Retro-Stupid: How I Learned to Stop Worrying and Just Wing It

Now that I have a little bit of disposable income, I've decided to take a look at buying a few quality board games. On top of classics like Carcassonne and Dominion, I discovered a new card game called Epic Spell Wars of the Battle Wizards: Duel at Mt. Skullzfyre.


The art for this game is the best kind of bonkers - weird Superjail meets Adventure Time fantasy with exploding heads and sentient testicles murdering people. On top of that, it is hella inspiring. It reminds me of the best parts of the Retro-Stupid style of Dungeons & Dragons practiced by a fair amount of people in the RPG blogosphere: anachronistic, tongue-in-cheek, and low-prep craziness. And it got me thinking.

I've been trying to muster potential players for the Vomorhin campaign that I have been preparing, but putting together a house-rule set for Swords & Wizardry, designing a city (which is by far the hardest fantasy setting to create) and work out political alliances and a thematically accurate world has frankly been a pain in the ass. So what would it be like if I just didn't care about how the world was put together?

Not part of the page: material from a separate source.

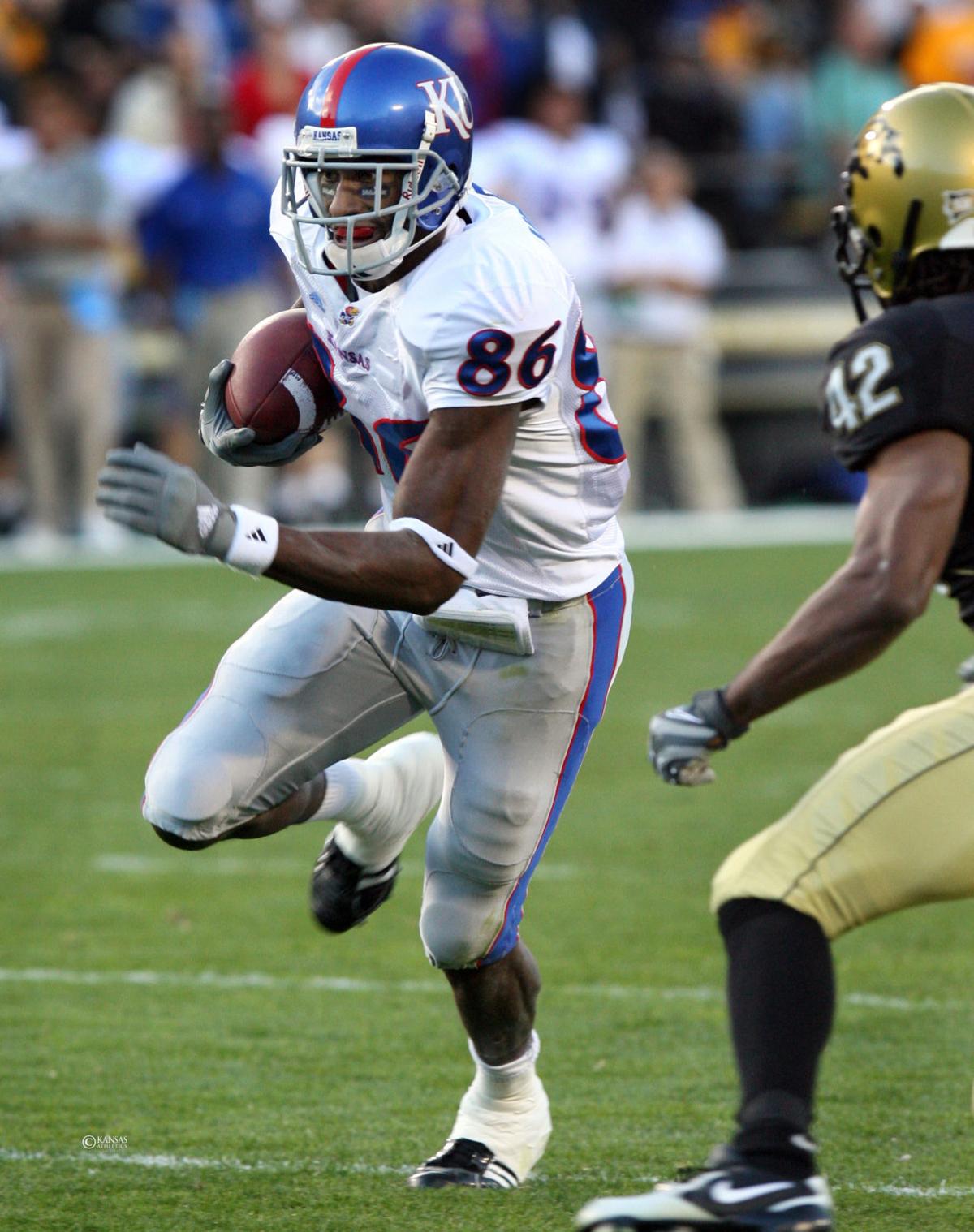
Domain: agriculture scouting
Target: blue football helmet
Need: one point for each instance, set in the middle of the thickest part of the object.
(400, 120)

I texted my friend Ethan about the idea:

8:11 PMme: Wanna play in a retro-stupid as hell D&D campaign? Basic Box style with weird video game-style boss monsters and magic that makes people explode?
Ethan: Yeah, you've been trying to do that a couple times now!
I wanna be an orc
Or an ogre
Smash.
8:12 PM me: Gotcha. I will write an Orc class.



2 comments:

  1. I have played 2 sessions of Dust with 0 prep and background. Winging the entire thing based upon what the PCs want to do. It's been pretty fun so far. I'd like to do some more concrete but for pick up games it has worked and the start of a storyline is actually forming around the players due to their actions.